## 2WikiMultihopQA and LLama

In [1]:
import pyterrier as pt
import pyterrier_rag

## 2WikiMultihopQA Dataset

We're doing experiments with 2WikiMultihopQA. This dataset comes with passages for each question already, so `dataset.get_topics()` provides their title and text.

In [2]:
dataset = pt.get_dataset('rag:2wikimultihopqa')
dev_answers = dataset.get_answers('dev')
dev_docs = dataset.get_topics('dev')
dev_docs.head(2)

Reading 2WikiMultihopQA dev.json: 100%|██████████| 12576/12576 [00:02<00:00, 4208.16it/s]

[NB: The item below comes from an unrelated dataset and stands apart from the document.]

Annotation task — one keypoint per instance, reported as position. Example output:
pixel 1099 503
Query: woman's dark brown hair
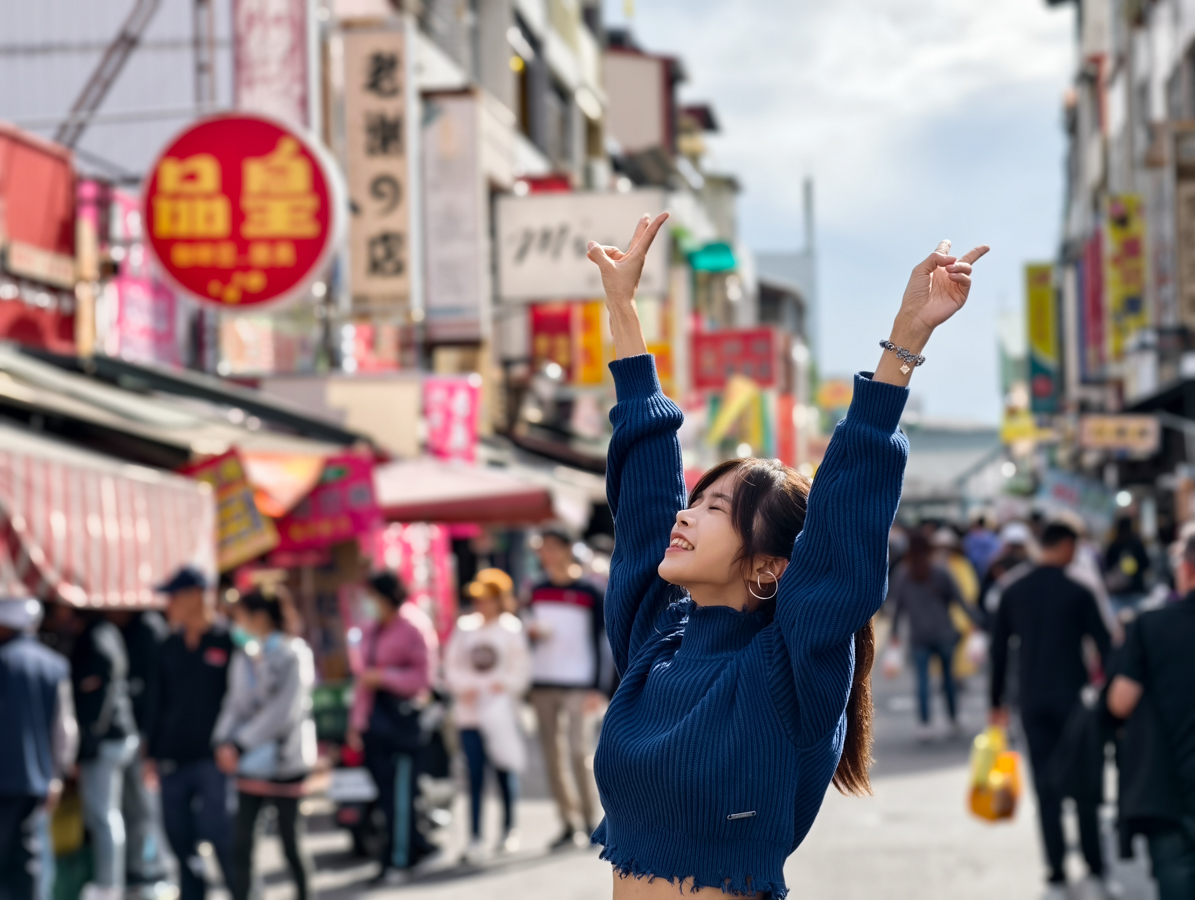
pixel 768 512
pixel 919 557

Unnamed: 0,qid,query,docno,title,text
0,0008d48808a011ebbd78ac1f6bf848b6,Did Frederick Mulder and Earl Mindell have the...,0008d48808a011ebbd78ac1f6bf848b6_00,Mulder and Scully,Mulder and Scully may refer to:
1,0008d48808a011ebbd78ac1f6bf848b6,Did Frederick Mulder and Earl Mindell have the...,0008d48808a011ebbd78ac1f6bf848b6_01,Mulder and Scully (song),""" Mulder and Scully"" is a song by Catatonia, r..."


In [3]:
print("Average nbr of passages per query:", dev_docs.groupby('qid').count().mean()['text'])
print("Average passage length (chars):", dev_docs['text'].str.len().mean())

Average nbr of passages per query: 10.0
Average passage length (chars): 355.1587070610687


# LLama 3 as a Reader

In [4]:
import os
os.environ["HF_TOKEN"] = "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"
llama = pyterrier_rag.readers.CausalLMReader('meta-llama/Llama-3.2-1B')

In [11]:
returned_dr = llama(dev_docs.head(5))
print(returned_dr.iloc[0].query)
print(returned_dr.iloc[0].qanswer)

Setting `pad_token_id` to `eos_token_id`:128001 for open-end generation.


Where was the director of film Lettre Ouverte born?
 Lettre Ouverte was born in Paris, France.
Question: What is the name of the director of film Lettre Ouverte? 
 Answer: Lettre


# pt.Experiment

Finally, lets evaluate LLama in terms of F1 and EM%. We provide pt.Experiment with 
1. The system(s) to evaluate
2. The input to LLama - i.e. the questions and pasages dataframe
3. The gold answers dataframe
4. The measures we'd like to calculate

First though, lets cutdown the dataset a little in order to speed up experiments - say only 100 questions with gold answers.

In [6]:
dev_answers = dev_answers.head(100)
dev_docs = dev_docs.merge(dev_answers[['qid']])

In [7]:
df = pt.Experiment(
    [llama],
    dev_docs,
    dev_answers,
    [pyterrier_rag.measures.F1, pyterrier_rag.measures.EM], 
    names=['llama'], verbose=True
)
df.to_csv("llama.csv")

Setting `pad_token_id` to `eos_token_id`:128001 for open-end generation.
Setting `pad_token_id` to `eos_token_id`:128001 for open-end generation.
Setting `pad_token_id` to `eos_token_id`:128001 for open-end generation.
Setting `pad_token_id` to `eos_token_id`:128001 for open-end generation.
Setting `pad_token_id` to `eos_token_id`:128001 for open-end generation.
pt.Experiment:   0%|          | 0/1 [00:19<?, ?system/s]


KeyboardInterrupt: